On Friday, the House of Representatives overwhelmingly passed a bill to give the governor a stronger hand to negotiate benefits that would be less generous and more in line with other state employee unions.
Two days earlier, the Senate acted on another bill that goes further by singling out for elimination a perk that provides workers free ferry passage even after their employment ends.
Lawmakers have been aware of these benefits for a while. They were motivated to act this week out of concern of public backlash over the news that Washington State Ferries paid nearly $6.4 million in reimbursements to 700 of its 1,700 workers last year.
Topping the list is one relief deckhand who received $72,950 in travel reimbursements alone, which was $13,000 more than his yearly salary. Twenty-five other employees collected more than $30,000 apiece, including a relief master earning $118,000 to steer vessels safely into port who amassed $40,634 in expenses, according to records obtained by The Herald.
“We have a lot of fine workers. But a lot of us have known for a long time there has been some abuses,” said Sen. Mary Margaret Haugen, D-Camano Island, sponsor of the Senate legislation. “We can’t afford to keep paying this.”
As for the lifetime pass for free ferry rides, she said, “It might have been appropriate at one time, and we can’t take it away from those who have it now, but you don’t have to keep giving it.”
Gordon Baxter, a maritime labor lobbyist who represents unions covering the majority of ferry system employees, said that perk is used on a space-available basis only. Reimbursements are going to workers whose presence is required on a vessel, he said.
“This is not a lot of thieving by employees and mismanagement by the system.
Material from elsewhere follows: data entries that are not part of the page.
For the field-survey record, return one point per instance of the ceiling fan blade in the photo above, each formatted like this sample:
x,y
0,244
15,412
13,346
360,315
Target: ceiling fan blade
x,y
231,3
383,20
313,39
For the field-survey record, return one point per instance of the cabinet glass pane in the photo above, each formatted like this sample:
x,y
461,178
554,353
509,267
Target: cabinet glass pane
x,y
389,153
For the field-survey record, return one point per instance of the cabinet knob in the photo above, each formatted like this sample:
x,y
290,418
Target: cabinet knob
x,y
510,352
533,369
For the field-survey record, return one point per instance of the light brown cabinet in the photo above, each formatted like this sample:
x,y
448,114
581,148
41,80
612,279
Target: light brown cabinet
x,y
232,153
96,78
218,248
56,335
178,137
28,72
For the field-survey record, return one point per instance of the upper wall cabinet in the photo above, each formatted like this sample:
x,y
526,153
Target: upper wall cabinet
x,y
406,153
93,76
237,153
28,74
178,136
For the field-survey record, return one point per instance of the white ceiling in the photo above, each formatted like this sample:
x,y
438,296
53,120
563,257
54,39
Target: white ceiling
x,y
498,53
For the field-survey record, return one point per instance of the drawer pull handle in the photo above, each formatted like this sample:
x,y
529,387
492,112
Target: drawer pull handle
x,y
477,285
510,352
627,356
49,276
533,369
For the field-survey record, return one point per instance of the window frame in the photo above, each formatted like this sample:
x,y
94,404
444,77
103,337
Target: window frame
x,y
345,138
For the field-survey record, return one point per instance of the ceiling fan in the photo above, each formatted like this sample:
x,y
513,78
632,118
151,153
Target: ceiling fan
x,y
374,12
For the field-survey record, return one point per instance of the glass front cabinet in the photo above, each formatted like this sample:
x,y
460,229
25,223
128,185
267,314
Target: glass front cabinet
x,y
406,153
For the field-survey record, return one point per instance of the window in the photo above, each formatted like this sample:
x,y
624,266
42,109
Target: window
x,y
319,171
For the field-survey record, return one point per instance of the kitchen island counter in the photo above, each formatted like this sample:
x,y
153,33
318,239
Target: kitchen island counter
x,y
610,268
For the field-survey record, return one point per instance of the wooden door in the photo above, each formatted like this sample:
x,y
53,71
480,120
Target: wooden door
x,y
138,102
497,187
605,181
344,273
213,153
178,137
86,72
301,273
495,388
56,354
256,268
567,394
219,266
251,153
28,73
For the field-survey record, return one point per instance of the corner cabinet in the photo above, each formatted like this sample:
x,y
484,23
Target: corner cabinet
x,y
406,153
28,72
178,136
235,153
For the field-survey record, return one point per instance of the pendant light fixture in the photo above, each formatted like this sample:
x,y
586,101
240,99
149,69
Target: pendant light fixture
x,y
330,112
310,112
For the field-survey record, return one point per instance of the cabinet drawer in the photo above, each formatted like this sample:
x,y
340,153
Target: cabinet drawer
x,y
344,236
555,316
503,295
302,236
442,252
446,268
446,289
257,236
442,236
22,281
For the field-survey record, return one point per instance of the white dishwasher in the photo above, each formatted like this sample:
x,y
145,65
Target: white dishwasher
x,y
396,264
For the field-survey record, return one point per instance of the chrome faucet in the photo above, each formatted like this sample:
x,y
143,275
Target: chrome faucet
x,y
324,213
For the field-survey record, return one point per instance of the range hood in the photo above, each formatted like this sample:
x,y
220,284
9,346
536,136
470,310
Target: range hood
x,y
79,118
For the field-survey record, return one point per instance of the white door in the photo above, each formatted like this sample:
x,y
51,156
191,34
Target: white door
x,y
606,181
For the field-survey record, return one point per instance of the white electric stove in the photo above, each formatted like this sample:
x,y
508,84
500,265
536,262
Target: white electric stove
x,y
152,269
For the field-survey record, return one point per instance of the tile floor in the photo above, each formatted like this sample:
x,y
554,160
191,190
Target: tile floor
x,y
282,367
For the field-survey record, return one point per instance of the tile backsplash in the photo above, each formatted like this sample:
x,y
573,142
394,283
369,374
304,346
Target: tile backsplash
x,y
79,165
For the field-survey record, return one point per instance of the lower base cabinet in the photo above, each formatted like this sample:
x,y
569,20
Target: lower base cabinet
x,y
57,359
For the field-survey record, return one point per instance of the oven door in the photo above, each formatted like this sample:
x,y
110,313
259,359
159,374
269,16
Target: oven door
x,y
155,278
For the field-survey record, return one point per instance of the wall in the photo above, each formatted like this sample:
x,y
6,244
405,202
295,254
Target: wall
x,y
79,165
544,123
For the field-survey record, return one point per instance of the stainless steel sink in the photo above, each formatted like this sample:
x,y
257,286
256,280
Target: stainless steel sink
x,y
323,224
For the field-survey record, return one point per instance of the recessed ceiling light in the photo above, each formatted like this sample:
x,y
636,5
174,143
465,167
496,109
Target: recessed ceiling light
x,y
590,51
There are good reasons for the numbers on those reports,” he said.
Baxter said workers understand lawmakers’ concerns and why they view this as a potential source of savings.
“We want the system to save money and operate efficiently. We are trying to do our part without taking a major hit to our members,” he said.
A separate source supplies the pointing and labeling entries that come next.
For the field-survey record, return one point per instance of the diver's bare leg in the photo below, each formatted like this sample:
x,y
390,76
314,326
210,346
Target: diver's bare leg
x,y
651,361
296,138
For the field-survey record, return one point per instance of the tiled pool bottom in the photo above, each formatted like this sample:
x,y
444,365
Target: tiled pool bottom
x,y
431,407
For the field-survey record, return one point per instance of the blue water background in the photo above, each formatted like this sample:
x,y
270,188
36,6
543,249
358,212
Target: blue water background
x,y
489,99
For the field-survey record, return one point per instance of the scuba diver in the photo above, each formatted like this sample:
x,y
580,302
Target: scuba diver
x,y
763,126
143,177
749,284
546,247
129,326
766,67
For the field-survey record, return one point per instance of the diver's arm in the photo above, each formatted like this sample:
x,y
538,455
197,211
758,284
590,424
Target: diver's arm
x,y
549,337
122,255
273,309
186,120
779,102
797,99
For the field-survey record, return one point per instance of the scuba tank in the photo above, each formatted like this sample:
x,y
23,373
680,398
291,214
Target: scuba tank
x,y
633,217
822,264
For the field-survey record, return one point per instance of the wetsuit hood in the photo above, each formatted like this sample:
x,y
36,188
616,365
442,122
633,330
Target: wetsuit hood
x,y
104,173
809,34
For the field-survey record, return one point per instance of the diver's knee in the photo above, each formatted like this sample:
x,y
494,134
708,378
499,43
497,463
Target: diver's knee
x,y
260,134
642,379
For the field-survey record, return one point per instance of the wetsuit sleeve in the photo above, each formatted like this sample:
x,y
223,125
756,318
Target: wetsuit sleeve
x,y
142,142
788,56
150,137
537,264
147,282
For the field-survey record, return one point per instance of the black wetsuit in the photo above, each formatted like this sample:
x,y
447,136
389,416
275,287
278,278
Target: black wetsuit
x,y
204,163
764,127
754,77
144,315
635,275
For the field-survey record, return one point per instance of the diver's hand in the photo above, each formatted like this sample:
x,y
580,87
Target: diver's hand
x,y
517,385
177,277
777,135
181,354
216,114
This practice dates back to when the state took control of the ferry system from the Black Ball company in 1951.
Employees who work on the vessels are assigned a homeport, such as Mukilteo, and are paid for the time they spend driving to a different terminal, such as Edmonds, for a shift. The mileage reimbursement rate is 55 cents a mile.
Engineers are assigned to a ferry, and if the vessel is moved to serve a different route for any reason, the engineer stays with the boat. This can lead to some reimbursements.
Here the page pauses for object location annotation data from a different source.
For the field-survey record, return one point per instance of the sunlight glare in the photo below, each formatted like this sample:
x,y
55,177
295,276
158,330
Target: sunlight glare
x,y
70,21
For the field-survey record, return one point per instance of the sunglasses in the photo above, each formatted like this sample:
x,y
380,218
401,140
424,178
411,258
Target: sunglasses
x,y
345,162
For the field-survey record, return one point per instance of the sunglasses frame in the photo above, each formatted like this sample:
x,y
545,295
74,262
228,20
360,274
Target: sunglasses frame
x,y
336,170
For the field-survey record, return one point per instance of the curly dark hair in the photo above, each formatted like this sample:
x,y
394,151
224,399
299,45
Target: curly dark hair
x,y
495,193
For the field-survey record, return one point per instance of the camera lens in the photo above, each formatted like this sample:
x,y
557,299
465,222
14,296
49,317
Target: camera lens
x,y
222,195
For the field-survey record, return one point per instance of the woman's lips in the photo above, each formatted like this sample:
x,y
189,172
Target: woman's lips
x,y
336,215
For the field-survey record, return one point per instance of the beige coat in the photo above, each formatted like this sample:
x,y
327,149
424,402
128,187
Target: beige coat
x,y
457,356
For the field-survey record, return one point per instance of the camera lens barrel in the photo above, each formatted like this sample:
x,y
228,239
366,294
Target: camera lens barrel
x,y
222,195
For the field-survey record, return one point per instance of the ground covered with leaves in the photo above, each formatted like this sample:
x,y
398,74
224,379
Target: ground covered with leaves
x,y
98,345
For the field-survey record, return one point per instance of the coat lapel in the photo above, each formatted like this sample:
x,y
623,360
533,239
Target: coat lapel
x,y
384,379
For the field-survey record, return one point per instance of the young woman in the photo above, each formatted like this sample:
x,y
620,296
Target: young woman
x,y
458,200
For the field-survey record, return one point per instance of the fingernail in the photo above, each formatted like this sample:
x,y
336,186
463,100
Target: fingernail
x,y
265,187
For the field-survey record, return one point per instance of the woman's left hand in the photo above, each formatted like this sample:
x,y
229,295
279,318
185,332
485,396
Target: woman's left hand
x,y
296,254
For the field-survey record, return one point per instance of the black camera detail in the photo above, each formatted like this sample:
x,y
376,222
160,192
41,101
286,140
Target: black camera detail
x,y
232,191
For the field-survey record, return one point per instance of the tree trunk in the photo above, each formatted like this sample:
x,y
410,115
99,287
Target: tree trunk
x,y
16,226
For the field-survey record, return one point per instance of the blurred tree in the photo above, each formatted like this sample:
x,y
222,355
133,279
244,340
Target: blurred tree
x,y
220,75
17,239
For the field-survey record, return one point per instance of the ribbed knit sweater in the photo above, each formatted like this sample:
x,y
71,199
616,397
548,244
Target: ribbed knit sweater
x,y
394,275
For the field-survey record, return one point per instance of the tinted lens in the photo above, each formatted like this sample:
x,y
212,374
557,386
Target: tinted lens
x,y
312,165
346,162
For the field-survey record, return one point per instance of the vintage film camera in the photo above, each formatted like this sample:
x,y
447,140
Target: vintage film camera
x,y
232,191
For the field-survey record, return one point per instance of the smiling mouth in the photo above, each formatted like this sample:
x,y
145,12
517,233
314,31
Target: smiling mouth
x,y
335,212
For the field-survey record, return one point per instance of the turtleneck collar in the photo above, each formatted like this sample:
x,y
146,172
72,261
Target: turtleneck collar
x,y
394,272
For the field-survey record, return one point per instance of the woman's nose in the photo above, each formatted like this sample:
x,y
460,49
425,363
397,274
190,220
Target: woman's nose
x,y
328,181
Under contracts with the Inlandboatmen’s Union and Masters, Mates &Pilots, members are paid for mileage and the time they spend driving. The distance between terminals and the travel time from one port to another are fixed and included in the collective bargaining agreements, according to ferry spokeswoman Marta Coursey.
The largest chunk of money paid out in reimbursements is going to relief workers who are primarily deckhands, pilots and engine room personnel dispatched to fill a shift on short notice. Relief workers under the Inlandboatmen’s Union do not have standing routes and choose shifts based on seniority.
Some can deliberately select a job far from their home — even when there may be a less senior relief worker who lives closer. Some less senior employees can get the worst shifts far from home. In either event, this can add up.
“There are some employees who have historically chosen work schedules that result in significant travel time and mileage pay,” Coursey wrote in an e-mail. “This was a compensation element that employees secured in arbitration and it is a major issue in our current contract discussions.”
Secretary of Transportation Paula Hammond stressed that the $6.4 million in 2009 was out of a $215 million operating budget. Moreover, she said, the figure is historically high because of a greater moving around of vessels on routes and because the closure of the Hood Canal Bridge forced some employees to make much longer trips to work.
The bills provide useful “tools” to improve the efficiency and reduce the costs of the ferry system, said Viet Shelton, spokesman for Gov. Chris Gregoire.
He declined to comment on whether the governor is concerned about the large sums of reimbursements and free ferry perks.
“We’ve got to try to reduce costs in all aspects of the operation and this is included,” he said.